Support comes from the National Institutes of Health's National Center for Applied Translational Sciences (NCATS), which is collaborating with eight pharma companies on drug repurposing programs and building teams to tackle a range of projects involving rare and neglected diseases. At a November Brookings Institution conference on "New Policy Directions for Biomedical Innovation," NCATS Director Christopher Austin also cited efforts to establish interoperable databases, common IRBs, and specialized research centers to support a shift away from the vertically integrated research model, which "does not work anymore." A squeeze on resources at federal agencies and industry, moreover, is prompting patient and disease groups to play a larger role in funding collaborative research efforts, while healthcare systems are looking to utilize extensive patient data banks to support research that will improve patient care.

Sharing information

In September, 10 big pharma companies unveiled the TransCelerate BioPharma collaboration to speed up new drug R&D by seeking standardization in data collection, study site qualification and monitoring, investigator training, and procurement of marketed drugs for use in comparative trials (see ACT "View From Washington," November 2012). TransCelerate recognizes it will benefit from collaborative efforts already underway by the Clinical Data Interchange Standards Consortium (CDISC); the Critical Path Institute (C-Path); the Clinical Trials Transformation Initiative, headed by Duke University and FDA; the Innovative Medicines Initiative (IMI) in the European Union; and others.

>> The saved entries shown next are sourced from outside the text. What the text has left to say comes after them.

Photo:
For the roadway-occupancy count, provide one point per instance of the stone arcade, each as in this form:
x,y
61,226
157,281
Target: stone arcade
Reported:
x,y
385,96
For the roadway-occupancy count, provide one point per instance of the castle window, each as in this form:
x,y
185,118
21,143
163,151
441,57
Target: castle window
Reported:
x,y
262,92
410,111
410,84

One recent offshoot is the global Investigator Databank, designed to provide information on the training, skills, and experience of investigators and clinical sites so every sponsor doesn't have to start from scratch in forming study networks for new trials. Janssen R&D clinical trial innovation head Andreas Koester announced in November that Merck and Eli Lilly were joining this effort to reduce redundant site assessments and repeat investigator training in good clinical practices. Other biopharma companies and contract research organizations may join the project with an eye to lowering the administrative burden on investigators sufficiently to expand the pool of trained clinical researchers in the United States and overseas.

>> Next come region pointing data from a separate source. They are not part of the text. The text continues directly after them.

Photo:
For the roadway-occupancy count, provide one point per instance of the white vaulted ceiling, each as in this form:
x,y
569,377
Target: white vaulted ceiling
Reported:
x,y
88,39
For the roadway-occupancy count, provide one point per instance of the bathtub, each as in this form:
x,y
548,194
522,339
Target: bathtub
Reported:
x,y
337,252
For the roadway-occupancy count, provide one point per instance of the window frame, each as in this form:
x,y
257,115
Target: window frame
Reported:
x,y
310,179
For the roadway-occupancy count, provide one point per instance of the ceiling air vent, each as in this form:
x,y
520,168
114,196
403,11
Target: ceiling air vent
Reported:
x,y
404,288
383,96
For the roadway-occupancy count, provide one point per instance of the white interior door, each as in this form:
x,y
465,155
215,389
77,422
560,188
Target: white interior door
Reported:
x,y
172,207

Separately, several leading pharma companies agreed in October to share clinical trial data from cancer studies in a new database dubbed Project Data Sphere. Launched by the CEO Roundtable on Cancer Life Sciences Consortium headed by Sanofi CEO Chris Viehbacher, participants will provide historic study data to facilitate comparisons of different treatment regimens.

Setting data standards

The Cancer Roundtable and other research streamlining initiatives stand to benefit from data standards for collecting and transmitting study data. To this end, CDISC, C-Path, and FDA officially announced the Coalition for Accelerating Standards and Therapies (CFAST) at the October CDISC International Exchange meeting. Added support comes from IMI, Japan's Translational Research Informatics Institute, the Bill and Melinda Gates Foundation and, other research and disease groups.

CFAST's stated goal is to map standards for 57 therapeutic categories in five years. That ambitious schedule will be hard to meet, as debate continues over data transport standards for submitting files to FDA, audit trails, data integration, and the need to reduce data file size, among other issues. In the past 10 years, CDISC has developed and posted only three therapeutic area (TA) data standards, for Alzheimer's disease, pain, and tuberculosis. Additional standards are under review for cardiovascular disease, Parkinson's, polycystic kidney disease, and virology; diabetes and asthma top the CFAST priority list.

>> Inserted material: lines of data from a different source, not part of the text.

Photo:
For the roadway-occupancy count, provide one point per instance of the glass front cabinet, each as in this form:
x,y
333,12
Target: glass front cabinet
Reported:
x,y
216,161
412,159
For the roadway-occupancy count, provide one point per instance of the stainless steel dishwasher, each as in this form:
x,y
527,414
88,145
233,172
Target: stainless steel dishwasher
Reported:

Yet, the FDA Safety and Innovation Act (FDASIA) provides a strong impetus for moving forward. The legislation calls for the development of standardized clinical data terminology through an open process, and for FDA to publish guidance to implement these standards. In addition to accelerating clinical research, TA standards will help FDA provide more consistent reviews, more quantitative approaches to benefit-risk assessment, and more timely post-market safety analysis. At the CDISC exchange meeting, Janet Woodcock, Director of the Center for Drug Evaluation and Research, noted that FDA receives nearly 1,300 datasets a week and needs standards to accomplish a much-needed shift to eSubmissions by 2017 to meet the FDASIA goal.